Menurut Robin Dunbar, seorang ahli biologi evolusioner, gossip merupakan salah satu sarana pengikat (aiding social bonding) dalam suatu kelompok. Cara orang memonitor reputasi individu lain, baik dari sisi positif maupun negatif.

Tidak ada asap jika tidak ada api. Gossip bersumber dari satu atau beberapa hal yang menjadi pemicu dan berkembang menjadi lebar dan ‘bersayap’. Kita tidak dapat membendung aliran berita yang sudah menjadi gossip dan beredar luas dalam suatu kelompok. Tulisan ini membahas sisi orang yang menjadi korban gossip.

Mengapa Menjadi Sasaran Gossip

 Salahkah orang yang menggossipkan anda? Jawabannya bisa ya atau tidak. Para penggossip sering dituding sebagai orang-orang yang iri hati, tidak puas melihat kondisi orang yang digossipkan, tidak gentleman karena berbicara di belakang, dan lain sebagainya. Di lain pihak, pernahkan anda berkaca dan introspeksi mengapa ada gossip tentang anda. Kelakuan apa dan bagaimana yang mungkin menjadi pemicu timbulnya gossip? Jika semua tindakan dan kelakuan anda bersih dan tidak melenceng dari norma, nampaknya tidak ada celah untuk menjadikan anda sebagai sasaran gossip. Jadi ada beberapa kondisi yang perlu dikaji jika ternyata gossip tetap melanda meskipun anda merasa telah bermain dan bersikap aman dan tidak aneh-aneh.

gos

Menghadapi Gossip

Hal pertama yang harus dilakukan adalah diam dan menenangkan diri. Jika anda langsung bersikap menentang, marah, mengamuk, atau resah berlebihan seperti kebakaran jenggot, hal itu justru akan memperburuk kondisi anda sendiri dan gossip akan menjadi lebih ‘hidup’ karena anda berreaksi berlebihan (overreacted). Para penggossip akan semakin bersemangat untuk mengorek lebih dalam isi gossip itu dan bahkan semakin rajin update dan memantau perkembangan sikap anda.

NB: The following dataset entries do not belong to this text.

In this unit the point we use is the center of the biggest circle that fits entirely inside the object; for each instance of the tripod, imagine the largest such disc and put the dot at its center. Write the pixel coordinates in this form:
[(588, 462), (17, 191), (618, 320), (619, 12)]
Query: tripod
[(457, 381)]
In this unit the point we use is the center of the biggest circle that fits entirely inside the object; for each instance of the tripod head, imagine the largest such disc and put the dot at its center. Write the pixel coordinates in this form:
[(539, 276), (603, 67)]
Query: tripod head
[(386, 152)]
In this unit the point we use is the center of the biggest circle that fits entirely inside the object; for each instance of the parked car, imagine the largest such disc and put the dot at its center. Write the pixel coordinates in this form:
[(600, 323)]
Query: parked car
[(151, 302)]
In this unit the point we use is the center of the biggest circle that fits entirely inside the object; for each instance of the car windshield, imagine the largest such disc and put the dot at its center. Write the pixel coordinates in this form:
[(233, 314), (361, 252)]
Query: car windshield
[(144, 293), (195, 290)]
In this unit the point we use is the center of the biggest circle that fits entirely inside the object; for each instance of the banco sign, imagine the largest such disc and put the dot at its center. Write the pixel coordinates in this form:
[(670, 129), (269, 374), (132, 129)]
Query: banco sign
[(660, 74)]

Jadi, cobalah untuk pelajari apa yang menjadi pemicu utama timbulnya gossip. Jika anda telah punya pasangan resmi namun sering terlihat mesra dengan orang lain yang bukan pasangan anda, kemungkinan besar akan muncul gossip. Anda mungkin menjadi anak emas boss di kantor karena prestasi anda jauh di atas rata-rata dan kolega di kantor menjadi iri melihat lonjakan karir anda. Anda kemudian digossipkan ada hubungan khusus dengan boss. Atau akhir-akhir ini kehidupan ekonomi keluarga anda meningkat banyak dan terlihat menyilaukan orang-orang di sekeliling, bisa jadi timbul gossip miring tentang dari mana uang anda berasal. Merasa  menjadi korban?

Cobalah duduk tenang untuk introspeksi dan menelaah sikap dan kondisi anda sebelum gossip timbul. Mungkinada sikap yang menjadi pemicu meskipun anda yakin reputasi selama ini tidak ada yang ‘merah’.

Jika setelah instrospeksi dan anda merasa yakin tidak ada yang aneh, semuanya bersih dan transparan, reputasi anda selama ini bagus dan tidak tercela, maka anda bisa meminta bantuan teman dekat yang ada dalam komunitas yang sama untuk membantu menelusuri dan mengurai gossip dan  klarifikasiuntuk menghapus pandangan negatif orang lain terhadap anda. Semoga dengan adanya bantuan teman atau sikap anda yang tetap tenang dan tidak terpancing emosi, gossip akan mereda dan lama kelamaan tenggelam. Orang yang tadinya jadi penggossip akan malu sendiri dan bisa jadi kembali menghargai anda.

Cara lain adalah dengan mengkonfrontasi langsung dengan sumber gossip itu. Coba terlusuri gossip itu mengalir dari mana dan akhirnya akan terlihat apakah ada salah persepsi atau miscommunication dengan sumber gossip, sehingga timbul gossip yang keliru dan menyesatkan.

Tetapi bagaimana jika ternyata anda memang melakukan hal-hal seperti isi gossip yang beredar? Inilah saatnya untuk mundur atau menghentikan tindakan yang akan membuat anda lebih terpuruk lagi. Bagaimanapun juga borok yang disimpan dan dikemas serapi apapun, suatu saat akan terungkap.  Jangan justru mencari tameng atau kambing hitam untuk mengalihkan perhatian orang dari anda atau menghujat para penggossip. Toh anda sendiri yang memancing gossip itu muncul dan anda yang tahu apa sebenarnya terjadi dan seberapa jauh kebenaran gossip itu.

Kadang kala memang perlu untuk berkaca sejenak jika anda diterpa gossip. Mirror mirror on the wall…..apa yang sedang terjadi dan mengapa daku menjadi sasaran gossip? Siap?